The President’s gun agenda has been having a hard time through the first year of his term, and it’s only getting worse.
The House has passed two background-check expansion bills, but they aren’t going anywhere in the Senate. His plan to ban “assault weapons,” including the AR-15, hasn’t even gotten a vote in the House. Neither has his stated top priority of repealing legal protections provided to gun makers and dealers for third parties’ criminal misuse of their products.
He couldn’t even convince the Democratic Senate caucus to vote for the ATF director nominee he was counting on to shepherd his executive-branch efforts to implement gun restrictions. And it’s now unlikely he’ll get another opportunity to confirm a director before the end of his first term. That’s especially true after the new polling we saw this week.
As Americans continue to sour on the President’s handling of guns, his political capital will sink alongside his approval numbers. His approval on the issue dropped 10 points in the Economist/YouGov poll since June. It has fallen by half since the Associated Press measured it back in May.

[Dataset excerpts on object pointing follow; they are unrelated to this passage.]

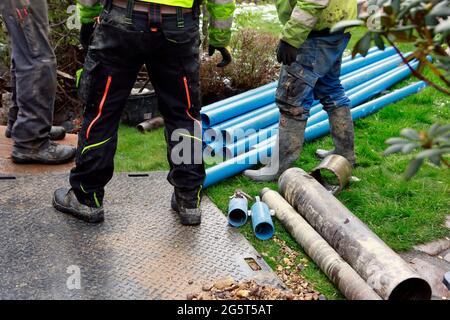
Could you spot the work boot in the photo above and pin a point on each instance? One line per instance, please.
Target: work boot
(56, 133)
(65, 200)
(190, 213)
(54, 154)
(12, 116)
(291, 135)
(343, 134)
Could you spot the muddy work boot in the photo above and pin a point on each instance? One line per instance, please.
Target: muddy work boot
(12, 116)
(188, 207)
(286, 151)
(343, 134)
(53, 154)
(56, 133)
(65, 200)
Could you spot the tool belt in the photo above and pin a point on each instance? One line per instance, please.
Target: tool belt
(141, 6)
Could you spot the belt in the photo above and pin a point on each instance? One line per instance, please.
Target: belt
(322, 33)
(144, 7)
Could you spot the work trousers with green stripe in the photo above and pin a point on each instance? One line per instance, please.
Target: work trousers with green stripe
(116, 54)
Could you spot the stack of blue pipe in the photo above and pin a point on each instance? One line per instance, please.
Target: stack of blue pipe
(243, 128)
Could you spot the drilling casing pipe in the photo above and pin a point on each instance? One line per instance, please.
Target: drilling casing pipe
(352, 286)
(262, 220)
(384, 270)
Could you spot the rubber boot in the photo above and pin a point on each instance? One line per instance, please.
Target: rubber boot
(343, 134)
(12, 116)
(57, 133)
(286, 151)
(188, 206)
(65, 200)
(53, 154)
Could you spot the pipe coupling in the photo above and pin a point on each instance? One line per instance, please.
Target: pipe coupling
(334, 173)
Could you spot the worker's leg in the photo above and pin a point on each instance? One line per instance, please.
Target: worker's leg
(332, 95)
(174, 71)
(14, 109)
(109, 74)
(294, 98)
(35, 73)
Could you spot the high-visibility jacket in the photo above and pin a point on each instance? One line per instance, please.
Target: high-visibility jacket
(220, 11)
(300, 17)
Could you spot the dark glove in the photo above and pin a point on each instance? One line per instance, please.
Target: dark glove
(286, 53)
(226, 55)
(86, 32)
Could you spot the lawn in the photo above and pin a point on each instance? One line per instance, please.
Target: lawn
(401, 213)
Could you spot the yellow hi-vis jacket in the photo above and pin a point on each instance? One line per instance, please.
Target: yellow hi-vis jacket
(221, 15)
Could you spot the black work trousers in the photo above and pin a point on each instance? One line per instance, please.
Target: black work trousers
(33, 73)
(119, 49)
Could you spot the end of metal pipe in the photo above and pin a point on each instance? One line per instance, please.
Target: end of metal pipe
(412, 289)
(340, 170)
(262, 220)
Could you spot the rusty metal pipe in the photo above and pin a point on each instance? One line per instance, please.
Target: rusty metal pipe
(384, 270)
(352, 286)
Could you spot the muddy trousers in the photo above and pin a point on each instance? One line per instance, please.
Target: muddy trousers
(314, 76)
(34, 73)
(170, 51)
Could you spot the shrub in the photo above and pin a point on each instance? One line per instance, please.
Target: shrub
(254, 65)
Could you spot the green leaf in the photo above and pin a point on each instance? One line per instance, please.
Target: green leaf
(413, 168)
(363, 45)
(432, 131)
(436, 160)
(342, 25)
(397, 141)
(442, 130)
(393, 149)
(442, 9)
(408, 148)
(410, 134)
(432, 153)
(443, 27)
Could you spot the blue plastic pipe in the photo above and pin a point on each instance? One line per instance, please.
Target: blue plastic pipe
(366, 109)
(349, 57)
(365, 61)
(238, 212)
(262, 221)
(229, 108)
(216, 131)
(381, 84)
(238, 97)
(359, 79)
(240, 130)
(244, 145)
(237, 108)
(247, 160)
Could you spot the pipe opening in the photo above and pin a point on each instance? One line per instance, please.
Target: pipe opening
(205, 120)
(237, 218)
(412, 289)
(264, 231)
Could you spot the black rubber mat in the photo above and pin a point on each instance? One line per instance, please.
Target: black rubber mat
(140, 252)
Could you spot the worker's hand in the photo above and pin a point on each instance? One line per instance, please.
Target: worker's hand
(286, 53)
(86, 32)
(226, 55)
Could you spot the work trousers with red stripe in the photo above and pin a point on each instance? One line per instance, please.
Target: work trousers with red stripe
(118, 50)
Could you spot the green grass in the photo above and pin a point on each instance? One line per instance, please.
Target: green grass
(401, 213)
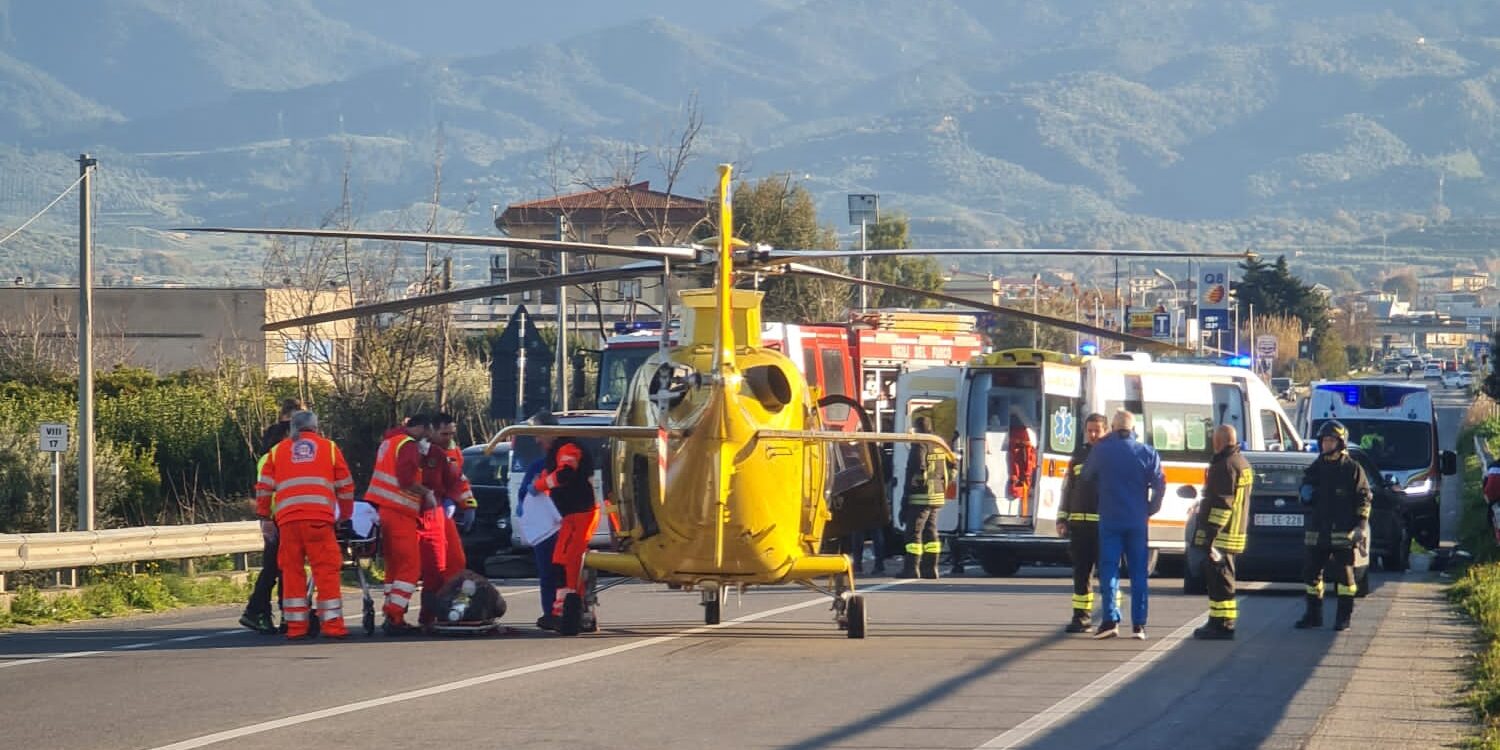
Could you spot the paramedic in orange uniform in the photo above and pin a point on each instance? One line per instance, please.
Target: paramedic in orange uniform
(396, 489)
(567, 479)
(312, 491)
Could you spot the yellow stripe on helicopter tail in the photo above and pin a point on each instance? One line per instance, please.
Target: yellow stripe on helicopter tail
(725, 357)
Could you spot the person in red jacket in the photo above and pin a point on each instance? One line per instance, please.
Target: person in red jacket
(396, 488)
(438, 540)
(567, 479)
(309, 482)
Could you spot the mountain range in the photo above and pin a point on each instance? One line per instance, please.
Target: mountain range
(1178, 123)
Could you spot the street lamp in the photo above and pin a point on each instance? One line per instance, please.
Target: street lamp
(1035, 311)
(1175, 302)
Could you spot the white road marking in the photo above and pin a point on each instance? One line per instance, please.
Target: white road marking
(30, 659)
(50, 657)
(494, 677)
(1092, 690)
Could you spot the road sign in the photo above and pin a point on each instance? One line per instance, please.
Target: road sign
(53, 437)
(1161, 326)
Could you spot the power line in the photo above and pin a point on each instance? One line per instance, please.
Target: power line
(38, 215)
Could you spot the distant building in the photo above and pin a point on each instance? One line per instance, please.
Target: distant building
(177, 329)
(1433, 284)
(621, 215)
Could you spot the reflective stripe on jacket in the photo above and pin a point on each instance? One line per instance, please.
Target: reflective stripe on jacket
(308, 479)
(384, 488)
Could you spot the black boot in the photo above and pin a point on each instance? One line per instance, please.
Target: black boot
(1080, 621)
(909, 567)
(1346, 611)
(927, 566)
(1218, 629)
(1314, 615)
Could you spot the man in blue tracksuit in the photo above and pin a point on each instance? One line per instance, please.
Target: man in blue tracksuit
(1124, 470)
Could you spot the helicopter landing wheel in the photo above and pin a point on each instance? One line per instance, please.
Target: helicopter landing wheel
(855, 617)
(711, 606)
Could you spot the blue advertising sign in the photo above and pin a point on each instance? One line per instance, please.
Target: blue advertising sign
(1161, 326)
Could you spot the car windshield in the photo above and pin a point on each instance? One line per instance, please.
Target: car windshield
(1394, 446)
(482, 470)
(525, 450)
(1278, 479)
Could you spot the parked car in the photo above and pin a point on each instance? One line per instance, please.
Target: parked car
(1275, 549)
(488, 477)
(1281, 387)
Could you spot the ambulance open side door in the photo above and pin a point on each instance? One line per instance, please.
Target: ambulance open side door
(1062, 423)
(932, 392)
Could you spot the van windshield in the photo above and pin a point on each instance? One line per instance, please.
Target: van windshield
(1395, 446)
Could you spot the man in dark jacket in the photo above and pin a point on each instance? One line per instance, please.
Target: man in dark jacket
(1079, 522)
(923, 498)
(567, 477)
(258, 609)
(1131, 488)
(1221, 522)
(1335, 489)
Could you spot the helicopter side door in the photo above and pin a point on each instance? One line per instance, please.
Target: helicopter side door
(1062, 390)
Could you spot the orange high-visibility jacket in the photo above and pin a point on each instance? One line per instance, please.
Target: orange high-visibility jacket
(308, 477)
(458, 485)
(386, 489)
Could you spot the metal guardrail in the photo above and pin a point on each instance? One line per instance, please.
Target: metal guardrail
(126, 545)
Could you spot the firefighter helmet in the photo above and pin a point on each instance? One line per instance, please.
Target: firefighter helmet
(1334, 429)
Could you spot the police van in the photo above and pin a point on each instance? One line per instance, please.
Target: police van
(1395, 423)
(1016, 416)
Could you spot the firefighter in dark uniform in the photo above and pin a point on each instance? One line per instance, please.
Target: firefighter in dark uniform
(1338, 497)
(923, 498)
(1223, 519)
(1079, 522)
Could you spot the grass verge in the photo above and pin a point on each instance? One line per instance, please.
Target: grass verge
(117, 594)
(1478, 596)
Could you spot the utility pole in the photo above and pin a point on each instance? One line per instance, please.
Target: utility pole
(1035, 300)
(864, 270)
(443, 336)
(86, 165)
(561, 353)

In an atmosphere where Biden already can’t sway moderate Democratic Senators to vote for a nominee they never publicly opposed, it’s difficult to imagine how he’ll be able to convince them to vote for gun-control policies they have come out against in the past–especially while his standing with the public continues to deteriorate. Senators Angus King (I., Maine), Joe Manchin (D., W.Va.), Jon Tester (D., Mont.), and Kyrsten Sinema (D., Ariz.) wouldn’t go along what Biden wanted when he was polling 10 points better on the issue. Why would they budge on any of the gun bills he wants to pass now?
The odds get longer when you consider how low voters rank the issue of guns on their priority list. The Economist/YouGov poll found only 3 percent of Americans listed guns as their most important issue. That puts it in a tie for the 3rd-least-important issue out of thirteen polled.
As you might imagine, voter apathy tends not to generate action in DC.
So, the President is left with executive action to implement some semblance of the restrictions he seeks. He won’t have his chosen manager to push through those actions, which will handicap him to some degree. But, that doesn’t mean he won’t be able to enact sweeping changes that affect millions of American gun owners.
In fact, his administration appears to be pushing ahead with the effort to increase the ATF’s power by significantly broadening the definition of what constitutes a firearm and the effort to ban possession of nearly all of the millions of pistol-brace-equipped AR-15s in circulation. That’s despite the hundreds of thousands of mostly negative public comments on the proposals. The aggressive executive action hasn’t helped keep his approval on the gun issue up among Democrats, and it has likely driven some of the disapproval among Republicans and Independents.
But, unilateral action is the only viable approach left for him at this point. And, it’s not clear where else he’ll be able to find room to pull it off in a meaningful way. Though, it’s safe to expect him to try and do so.